Progress is often framed as increased productivity, increased speed, reduced costs, and greater efficiency. But this definition raises a fundamental question: What happens when a system optimised for efficiency no longer needs us? Can we programme ourselves as a species out of the equation?
This scenario is known as “full replacement economy” – a world in which human contribution becomes increasingly marginal. Others speak, more starkly, of an “anti-human future," one that is not necessarily hostile, but indifferent to human needs, limits, and values.
Collectively, we may all already be what Tristan Harris calls “coffin builders” – designing, using, and constantly strengthening systems that could render us obsolete, driven by our own unquestioned progress stories, even if we write ourselves out of our future. Or is this all more than a bit death-wishy?
Efficiency Ueber Alles
Technological development is of course not inherently bad, but technological development at the price of long-term human thriving is — and unethical tech design choices that restructure our attention and emotions and diminish our human dignity and inherent value are. I am above all struck by the great sadness of the current scenario: humans building anti-human systems because they value efficiency more than themselves.
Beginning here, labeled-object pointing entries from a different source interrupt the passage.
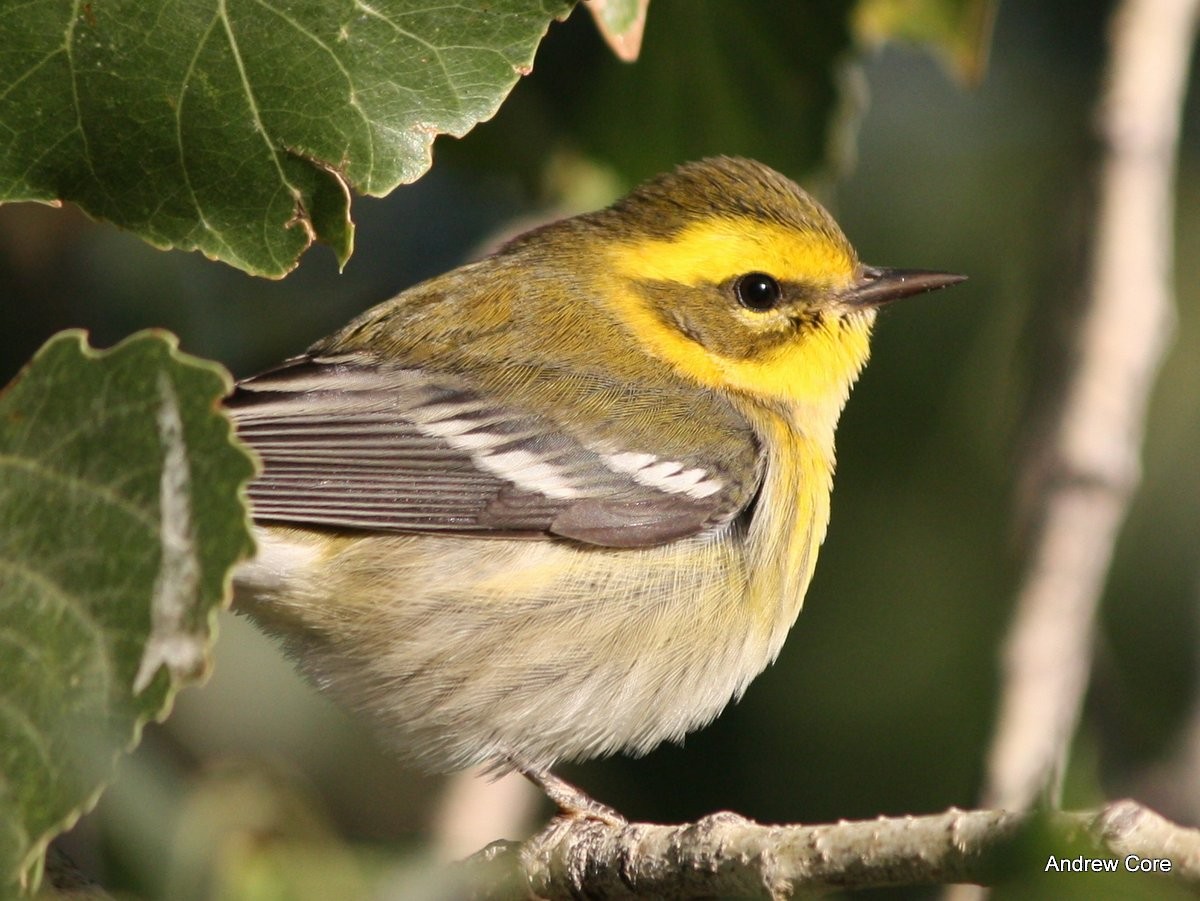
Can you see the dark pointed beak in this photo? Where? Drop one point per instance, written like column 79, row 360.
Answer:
column 876, row 287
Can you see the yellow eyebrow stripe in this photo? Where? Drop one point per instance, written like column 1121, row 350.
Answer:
column 715, row 250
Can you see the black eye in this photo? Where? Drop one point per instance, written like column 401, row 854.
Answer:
column 757, row 290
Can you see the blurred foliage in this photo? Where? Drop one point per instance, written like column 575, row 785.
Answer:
column 120, row 518
column 959, row 29
column 882, row 698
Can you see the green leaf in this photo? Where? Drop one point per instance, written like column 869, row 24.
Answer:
column 959, row 29
column 763, row 80
column 621, row 24
column 237, row 127
column 120, row 520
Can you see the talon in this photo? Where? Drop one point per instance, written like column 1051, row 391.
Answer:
column 573, row 803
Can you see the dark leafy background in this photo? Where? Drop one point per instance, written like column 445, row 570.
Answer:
column 882, row 700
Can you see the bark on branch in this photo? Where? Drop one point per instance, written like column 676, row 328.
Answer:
column 729, row 856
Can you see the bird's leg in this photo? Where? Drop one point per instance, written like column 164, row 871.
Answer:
column 571, row 802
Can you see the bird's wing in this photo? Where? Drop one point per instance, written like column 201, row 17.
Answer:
column 347, row 445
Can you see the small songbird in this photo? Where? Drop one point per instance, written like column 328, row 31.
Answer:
column 567, row 500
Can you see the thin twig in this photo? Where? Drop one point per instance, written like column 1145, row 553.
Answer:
column 1093, row 466
column 731, row 857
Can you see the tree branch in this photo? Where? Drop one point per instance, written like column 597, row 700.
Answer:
column 726, row 854
column 1092, row 466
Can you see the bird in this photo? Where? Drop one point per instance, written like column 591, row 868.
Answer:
column 567, row 500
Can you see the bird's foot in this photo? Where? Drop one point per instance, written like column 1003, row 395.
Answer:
column 573, row 803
Let me be clear: I am not anti-progress. The progress story remains deeply important. Without hope, and without the belief that improvement is possible, we cannot function or develop, individually or collectively. But we need clarity on what we consider progress, and why. We need clarity on what is being gained, and what is being lost, and whether we are happy with these trade-offs. Are ever-increasing efficiency and comfort really our highest goods as humans? And, if our answer is yes, what if we can no longer compete, and begin to view ourselves or some parts of the population as resource-draining, dated, slow and ineffective entities that should go extinct?
Of course, the real question, as always, is, who benefits from the current trajectory? In a recent interview, one of these beneficiaries, Peter Thiel, the co-founder of Palantir, was asked whether he wants the human race to endure, and he hesitated. He hesitated for a really, really long time.